The death of football in Iquitos, Peru
In the heart of the Amazon rainforest lie the ruins of a club that once played in the Primera Division, Peruvian football's top tier. They're located in Iquitos, the largest city on the planet that can't be reached by road.
Iquitos is a metropolis within a jungle, a place where a praying mantis will greet you at the airport and where tropical downpours will drench your backpack. It's where the Third World and nature collide violently, resulting in countless social plagues, including abject poverty and wildlife trafficking. Endangered animals, both live and dead, can be purchased in Belen, a partially floating shanty town and market where foreigners wander in search of ayahuasca, of which there is no shortage.
Football is merely an afterthought, due in no small part to the death of Colegio Nacional Iquitos. CNI played in the Primera Division as recently as 2011. That was the year it all fell apart. The club was relegated, marking the beginning of the end.
In Peru, relegation is often a death sentence. Peruvian football is comprised of just two professional divisions; there's no third tier. As a result, clubs relegated from the Segunda Division must climb back via the Copa Peru, a complicated tournament that features five phases and 50 contenders. The champion is promoted to the Primera Division. The runner-up is promoted to the Segunda Division. Forty-eight clubs go nowhere.
But CNI went straight from the Primera Division to the Copa Peru, avoiding the Segunda Division altogether.
Outside the Estadio Max Augustin, where CNI used to play and which was one of the four stadiums for the Under-17 World Cup in 2005, Arlindo Ruiz Lopez, a coach, explains what went wrong.

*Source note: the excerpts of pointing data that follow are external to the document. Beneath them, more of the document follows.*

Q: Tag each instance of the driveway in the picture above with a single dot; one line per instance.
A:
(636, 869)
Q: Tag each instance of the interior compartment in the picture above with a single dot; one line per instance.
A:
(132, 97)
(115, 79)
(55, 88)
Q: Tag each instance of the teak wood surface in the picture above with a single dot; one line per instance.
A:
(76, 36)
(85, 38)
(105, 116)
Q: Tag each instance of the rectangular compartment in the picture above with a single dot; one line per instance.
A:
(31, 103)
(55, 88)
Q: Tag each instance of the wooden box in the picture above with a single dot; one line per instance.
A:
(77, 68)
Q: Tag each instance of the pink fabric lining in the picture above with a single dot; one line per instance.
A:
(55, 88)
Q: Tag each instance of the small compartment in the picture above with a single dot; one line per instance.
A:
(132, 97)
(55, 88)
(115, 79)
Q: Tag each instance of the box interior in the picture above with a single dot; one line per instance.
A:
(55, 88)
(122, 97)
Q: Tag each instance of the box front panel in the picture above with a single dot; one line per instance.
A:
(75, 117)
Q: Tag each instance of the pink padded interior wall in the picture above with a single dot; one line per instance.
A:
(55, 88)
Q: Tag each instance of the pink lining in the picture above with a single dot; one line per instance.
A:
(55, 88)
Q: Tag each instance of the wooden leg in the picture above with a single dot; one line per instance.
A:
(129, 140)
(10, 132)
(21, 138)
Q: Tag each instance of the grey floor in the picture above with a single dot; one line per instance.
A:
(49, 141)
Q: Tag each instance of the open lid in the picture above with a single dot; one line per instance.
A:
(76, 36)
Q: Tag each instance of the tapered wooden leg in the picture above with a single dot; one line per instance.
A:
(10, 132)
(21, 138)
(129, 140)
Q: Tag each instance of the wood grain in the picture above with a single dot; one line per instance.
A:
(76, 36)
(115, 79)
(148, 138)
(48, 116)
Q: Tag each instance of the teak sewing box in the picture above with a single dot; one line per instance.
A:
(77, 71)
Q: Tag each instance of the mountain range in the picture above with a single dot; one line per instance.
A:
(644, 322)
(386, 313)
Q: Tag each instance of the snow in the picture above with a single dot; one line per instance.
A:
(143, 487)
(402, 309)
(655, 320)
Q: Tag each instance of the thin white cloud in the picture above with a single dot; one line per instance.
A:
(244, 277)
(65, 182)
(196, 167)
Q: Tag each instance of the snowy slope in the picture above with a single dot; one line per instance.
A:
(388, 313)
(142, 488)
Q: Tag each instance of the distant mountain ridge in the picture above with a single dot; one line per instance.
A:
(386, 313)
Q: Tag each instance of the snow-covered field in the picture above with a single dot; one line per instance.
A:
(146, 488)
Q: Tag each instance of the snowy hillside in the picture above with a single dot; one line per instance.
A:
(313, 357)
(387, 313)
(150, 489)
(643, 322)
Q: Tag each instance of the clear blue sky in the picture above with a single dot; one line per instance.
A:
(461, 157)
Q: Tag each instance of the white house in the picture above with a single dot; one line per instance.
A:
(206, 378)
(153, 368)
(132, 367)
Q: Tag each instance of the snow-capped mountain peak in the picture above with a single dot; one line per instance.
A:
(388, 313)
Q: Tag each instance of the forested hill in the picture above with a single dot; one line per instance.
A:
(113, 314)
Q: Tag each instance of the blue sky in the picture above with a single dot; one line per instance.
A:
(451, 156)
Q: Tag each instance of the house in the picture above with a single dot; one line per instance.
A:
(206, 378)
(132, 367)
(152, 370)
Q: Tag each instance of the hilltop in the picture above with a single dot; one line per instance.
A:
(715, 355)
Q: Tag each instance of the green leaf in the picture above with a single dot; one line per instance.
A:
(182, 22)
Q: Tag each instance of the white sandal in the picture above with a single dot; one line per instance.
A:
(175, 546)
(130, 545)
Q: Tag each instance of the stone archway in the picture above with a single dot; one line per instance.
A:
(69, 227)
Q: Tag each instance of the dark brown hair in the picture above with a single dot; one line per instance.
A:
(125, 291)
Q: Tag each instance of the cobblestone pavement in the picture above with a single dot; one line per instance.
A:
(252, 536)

"We have an economic mishap that the team fell out the categoria," Ruiz says, referencing Peruvian football's two professional divisions. He tells me CNI can no longer play in the Copa Peru because there's "been a death."
"It no longer exists," Ruiz declares. "In a few words, it no longer exists."
I ask Ruiz if there's a way to revive CNI, to which he answers: "You can revive it, right? But a new board has to be formed because the person in charge, who was the president, was Mr. Ivan Vasquez. He was the president, and when the team descended, he disappeared. There's a large sum of money that's owed to the football federation. There are players who are also owed, coaches who are also owed."
CNI's death coincided with the birth of Estudiantil CNI, another club founded by the school in Iquitos. They share a connection but aren't the same entity.
Ruiz explains: "A little team has come together here, but from right there, from CNI. But it was, well, a team ... it wasn't directly the situation of that of CNI. It's a team that many directors formed. It comes out of the school."
In 2017, Estudiantil CNI reached the fifth and final phase of the Copa Peru and missed out on the Segunda Division by just four points. The run gave Iquitos' population a reason to believe professional football can return to the city sooner rather than later.